Most temporomandibular disorders (TMD) respond well to the general dentist's therapy, and self-management is one of the initial therapies they commonly provide.1 TMD self-management instructions encompasses very cost-effective procedures patients can perform for themselves to manage their symptoms. They are convenient and inexpensive, compared with patients going to practitioners’ offices to receive therapy. Patients generally select and use the portions that they personally find most convenient and effective. Occlusal appliance therapy, behavioral therapy, and/or medications can provide additional benefit and can be provided in combination with the self-management or added later if the patient does not obtain satisfactory improvement from the initial therapy.

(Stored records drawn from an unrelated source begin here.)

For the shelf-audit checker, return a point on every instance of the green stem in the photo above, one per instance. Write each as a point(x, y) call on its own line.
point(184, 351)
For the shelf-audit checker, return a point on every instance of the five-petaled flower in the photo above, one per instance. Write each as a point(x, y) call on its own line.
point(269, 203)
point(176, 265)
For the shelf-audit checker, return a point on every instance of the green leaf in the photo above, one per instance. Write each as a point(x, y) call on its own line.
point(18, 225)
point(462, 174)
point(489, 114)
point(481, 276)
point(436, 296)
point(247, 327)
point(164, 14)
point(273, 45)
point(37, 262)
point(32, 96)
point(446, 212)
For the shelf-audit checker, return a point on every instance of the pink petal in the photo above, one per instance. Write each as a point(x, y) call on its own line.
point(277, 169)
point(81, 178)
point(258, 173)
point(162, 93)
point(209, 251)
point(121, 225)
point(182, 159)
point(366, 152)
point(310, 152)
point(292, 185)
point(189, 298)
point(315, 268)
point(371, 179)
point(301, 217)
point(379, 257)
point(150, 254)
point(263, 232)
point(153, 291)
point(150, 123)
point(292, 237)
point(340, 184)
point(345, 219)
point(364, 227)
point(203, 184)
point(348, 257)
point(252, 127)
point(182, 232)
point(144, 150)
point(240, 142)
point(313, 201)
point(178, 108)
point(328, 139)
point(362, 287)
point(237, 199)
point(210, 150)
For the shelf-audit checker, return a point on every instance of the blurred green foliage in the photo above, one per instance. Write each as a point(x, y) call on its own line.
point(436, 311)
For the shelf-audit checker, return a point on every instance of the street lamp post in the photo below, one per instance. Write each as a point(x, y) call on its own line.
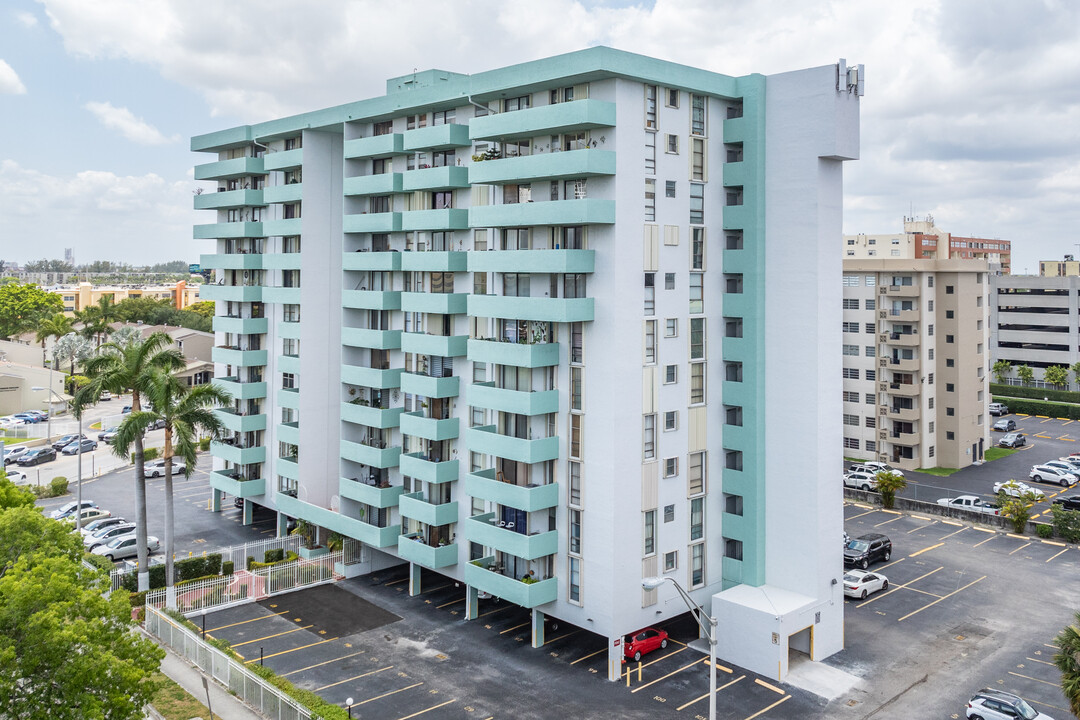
point(710, 630)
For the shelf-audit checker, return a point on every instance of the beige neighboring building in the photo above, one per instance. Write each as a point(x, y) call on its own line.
point(916, 362)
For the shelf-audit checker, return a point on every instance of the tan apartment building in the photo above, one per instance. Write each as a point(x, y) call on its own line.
point(916, 362)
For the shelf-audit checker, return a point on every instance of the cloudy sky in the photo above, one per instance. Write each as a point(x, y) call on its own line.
point(972, 110)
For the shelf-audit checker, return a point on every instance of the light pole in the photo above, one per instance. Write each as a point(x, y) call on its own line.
point(710, 630)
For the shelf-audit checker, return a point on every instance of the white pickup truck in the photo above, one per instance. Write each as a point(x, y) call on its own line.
point(972, 503)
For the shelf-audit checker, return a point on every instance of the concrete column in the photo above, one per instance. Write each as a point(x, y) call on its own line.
point(414, 579)
point(537, 628)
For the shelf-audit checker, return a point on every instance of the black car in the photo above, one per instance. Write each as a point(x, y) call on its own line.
point(1071, 502)
point(867, 548)
point(37, 456)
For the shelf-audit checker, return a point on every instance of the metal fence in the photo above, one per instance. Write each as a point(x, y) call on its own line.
point(241, 682)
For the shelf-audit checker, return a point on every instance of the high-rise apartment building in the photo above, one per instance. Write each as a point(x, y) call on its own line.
point(526, 328)
point(916, 362)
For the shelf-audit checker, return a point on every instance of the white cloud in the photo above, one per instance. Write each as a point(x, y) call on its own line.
point(10, 84)
point(134, 128)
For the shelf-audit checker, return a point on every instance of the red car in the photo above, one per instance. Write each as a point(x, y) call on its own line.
point(644, 642)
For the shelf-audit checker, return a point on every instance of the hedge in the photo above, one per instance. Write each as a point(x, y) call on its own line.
point(1035, 393)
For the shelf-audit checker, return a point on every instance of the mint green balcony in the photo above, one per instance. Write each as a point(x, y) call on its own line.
point(372, 222)
point(484, 529)
point(231, 261)
point(282, 227)
point(225, 199)
point(585, 211)
point(547, 166)
point(377, 146)
point(230, 293)
point(240, 423)
point(483, 484)
point(363, 415)
point(485, 394)
point(226, 170)
point(365, 261)
point(544, 120)
point(383, 184)
point(447, 177)
point(369, 377)
point(424, 384)
point(288, 432)
point(226, 481)
point(349, 527)
point(444, 303)
point(372, 299)
point(241, 391)
point(444, 219)
point(283, 193)
point(239, 357)
point(370, 456)
point(531, 260)
point(453, 345)
point(288, 467)
point(417, 465)
point(362, 337)
point(241, 325)
point(288, 296)
point(488, 440)
point(238, 456)
point(435, 261)
point(436, 137)
point(555, 310)
point(416, 424)
point(283, 160)
point(288, 397)
point(518, 354)
point(412, 548)
point(510, 589)
point(415, 506)
point(369, 494)
point(228, 230)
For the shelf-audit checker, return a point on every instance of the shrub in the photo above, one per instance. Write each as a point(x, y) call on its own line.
point(58, 486)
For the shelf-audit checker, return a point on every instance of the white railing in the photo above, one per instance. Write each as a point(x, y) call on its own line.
point(241, 682)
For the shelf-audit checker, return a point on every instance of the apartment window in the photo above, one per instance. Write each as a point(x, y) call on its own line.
point(650, 532)
point(697, 203)
point(649, 436)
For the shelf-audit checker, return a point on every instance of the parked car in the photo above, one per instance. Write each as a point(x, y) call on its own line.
point(72, 448)
point(1012, 440)
point(973, 503)
point(68, 508)
point(37, 456)
point(867, 548)
point(999, 705)
point(1015, 489)
point(860, 583)
point(125, 546)
point(1056, 472)
point(643, 642)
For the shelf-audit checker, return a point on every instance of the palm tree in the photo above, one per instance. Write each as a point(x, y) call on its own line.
point(1067, 660)
point(187, 412)
point(53, 326)
point(131, 366)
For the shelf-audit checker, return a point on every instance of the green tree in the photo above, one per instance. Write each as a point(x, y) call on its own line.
point(1001, 369)
point(22, 304)
point(1056, 375)
point(889, 484)
point(131, 366)
point(187, 413)
point(1067, 660)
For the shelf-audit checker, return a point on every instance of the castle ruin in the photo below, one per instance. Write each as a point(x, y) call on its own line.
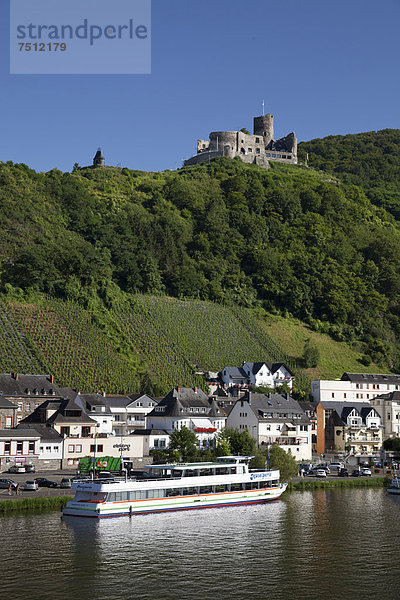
point(259, 148)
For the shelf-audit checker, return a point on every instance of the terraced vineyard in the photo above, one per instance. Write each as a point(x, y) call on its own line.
point(156, 341)
point(63, 340)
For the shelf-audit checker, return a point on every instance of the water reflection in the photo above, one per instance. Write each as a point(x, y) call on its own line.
point(328, 543)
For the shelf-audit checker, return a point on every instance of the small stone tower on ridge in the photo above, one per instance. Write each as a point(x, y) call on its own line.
point(264, 126)
point(98, 160)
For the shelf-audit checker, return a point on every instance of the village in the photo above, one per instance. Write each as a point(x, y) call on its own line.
point(45, 427)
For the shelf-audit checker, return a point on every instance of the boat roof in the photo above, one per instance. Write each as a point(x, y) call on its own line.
point(221, 460)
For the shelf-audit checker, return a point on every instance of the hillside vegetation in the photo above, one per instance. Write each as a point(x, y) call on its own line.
point(154, 343)
point(101, 247)
point(370, 160)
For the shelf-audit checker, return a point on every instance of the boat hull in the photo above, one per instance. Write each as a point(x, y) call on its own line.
point(120, 509)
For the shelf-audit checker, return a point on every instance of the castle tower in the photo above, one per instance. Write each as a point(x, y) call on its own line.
point(264, 126)
point(98, 160)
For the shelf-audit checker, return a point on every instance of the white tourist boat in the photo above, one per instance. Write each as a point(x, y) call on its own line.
point(227, 482)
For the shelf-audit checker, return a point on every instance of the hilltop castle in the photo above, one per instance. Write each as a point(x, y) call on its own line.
point(258, 148)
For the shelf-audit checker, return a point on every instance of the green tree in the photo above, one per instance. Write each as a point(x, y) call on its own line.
point(183, 443)
point(223, 445)
point(284, 461)
point(241, 442)
point(311, 355)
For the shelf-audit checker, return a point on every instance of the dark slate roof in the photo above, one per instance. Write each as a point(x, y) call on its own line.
point(60, 406)
point(371, 378)
point(21, 433)
point(118, 401)
point(254, 367)
point(179, 402)
point(149, 432)
point(45, 432)
point(344, 408)
point(235, 372)
point(395, 396)
point(220, 392)
point(4, 403)
point(308, 406)
point(19, 384)
point(273, 367)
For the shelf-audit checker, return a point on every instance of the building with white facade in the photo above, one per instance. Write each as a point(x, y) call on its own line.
point(190, 408)
point(273, 419)
point(257, 374)
point(17, 447)
point(129, 412)
point(353, 427)
point(354, 387)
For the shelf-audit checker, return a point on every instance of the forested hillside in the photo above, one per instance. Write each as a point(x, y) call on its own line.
point(287, 241)
point(370, 160)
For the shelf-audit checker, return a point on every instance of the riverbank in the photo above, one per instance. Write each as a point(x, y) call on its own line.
point(38, 503)
point(314, 484)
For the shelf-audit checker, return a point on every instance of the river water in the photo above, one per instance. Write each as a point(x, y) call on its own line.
point(328, 544)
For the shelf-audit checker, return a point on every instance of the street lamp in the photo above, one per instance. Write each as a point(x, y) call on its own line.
point(94, 453)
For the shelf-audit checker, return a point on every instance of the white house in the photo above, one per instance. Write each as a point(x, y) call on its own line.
point(152, 439)
point(388, 405)
point(191, 408)
point(257, 374)
point(354, 387)
point(95, 406)
point(274, 419)
point(18, 446)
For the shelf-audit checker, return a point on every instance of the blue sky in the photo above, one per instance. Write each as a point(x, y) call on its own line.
point(323, 68)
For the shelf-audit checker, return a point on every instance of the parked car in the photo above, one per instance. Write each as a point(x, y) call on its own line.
point(320, 473)
point(65, 483)
point(43, 482)
point(31, 485)
point(17, 469)
point(366, 472)
point(5, 484)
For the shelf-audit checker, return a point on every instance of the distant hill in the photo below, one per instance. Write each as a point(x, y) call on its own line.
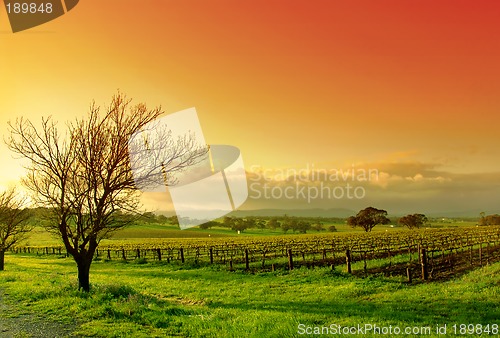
point(340, 213)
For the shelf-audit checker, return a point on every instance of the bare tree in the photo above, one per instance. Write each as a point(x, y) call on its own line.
point(14, 225)
point(86, 178)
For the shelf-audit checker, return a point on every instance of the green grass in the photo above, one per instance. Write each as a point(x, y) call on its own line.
point(142, 231)
point(153, 299)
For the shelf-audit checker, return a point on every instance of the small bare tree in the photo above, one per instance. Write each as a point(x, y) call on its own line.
point(85, 179)
point(14, 225)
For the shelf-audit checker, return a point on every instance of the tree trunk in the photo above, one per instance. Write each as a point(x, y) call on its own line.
point(84, 273)
point(2, 259)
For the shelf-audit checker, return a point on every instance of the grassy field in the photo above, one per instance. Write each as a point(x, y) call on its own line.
point(140, 231)
point(156, 300)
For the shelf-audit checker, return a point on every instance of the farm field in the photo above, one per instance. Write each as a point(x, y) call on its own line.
point(160, 300)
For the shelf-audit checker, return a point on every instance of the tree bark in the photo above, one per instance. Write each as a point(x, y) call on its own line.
point(2, 259)
point(83, 265)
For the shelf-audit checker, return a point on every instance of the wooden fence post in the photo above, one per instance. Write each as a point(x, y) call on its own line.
point(247, 263)
point(348, 260)
point(290, 259)
point(423, 259)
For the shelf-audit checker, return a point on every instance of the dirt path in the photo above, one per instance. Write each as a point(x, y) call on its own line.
point(29, 325)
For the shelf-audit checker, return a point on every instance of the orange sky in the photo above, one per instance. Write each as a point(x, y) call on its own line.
point(288, 82)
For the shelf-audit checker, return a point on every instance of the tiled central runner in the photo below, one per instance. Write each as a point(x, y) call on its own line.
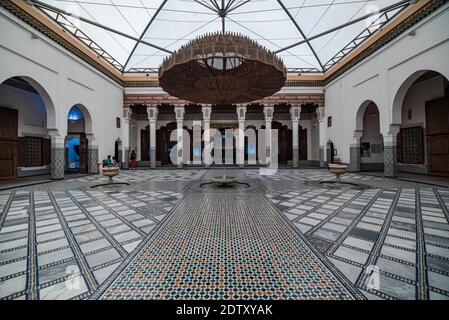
point(227, 245)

Temporomandibular Disorders (TMD) are a set of common musculoskeletal conditions of the masticatory system for which 3.6 to 7.0% of the general population desire treatment.2 Females in their childbearing years are more likely to seek treatment for TMD symptoms.3 Some patients with TMD may only have a single episode, while others may experience TMD with recurring episodes or even constant pain. For a significant minority of individuals, TMD is chronic and persistent.

Over the years this condition has been known by many names, including temporomandibular joint (TMJ), TMJ syndrome, craniofacial pain and others. The most commonly accepted name is TMD.2 This course provides dentists, dental assistants, and dental hygienists with information about TMD, suggested patient symptom history questions, clinical examination criteria, common TMD treatments, and methods for helping patients self-manage their TMD pain and symptoms under the guidance of the dental professional.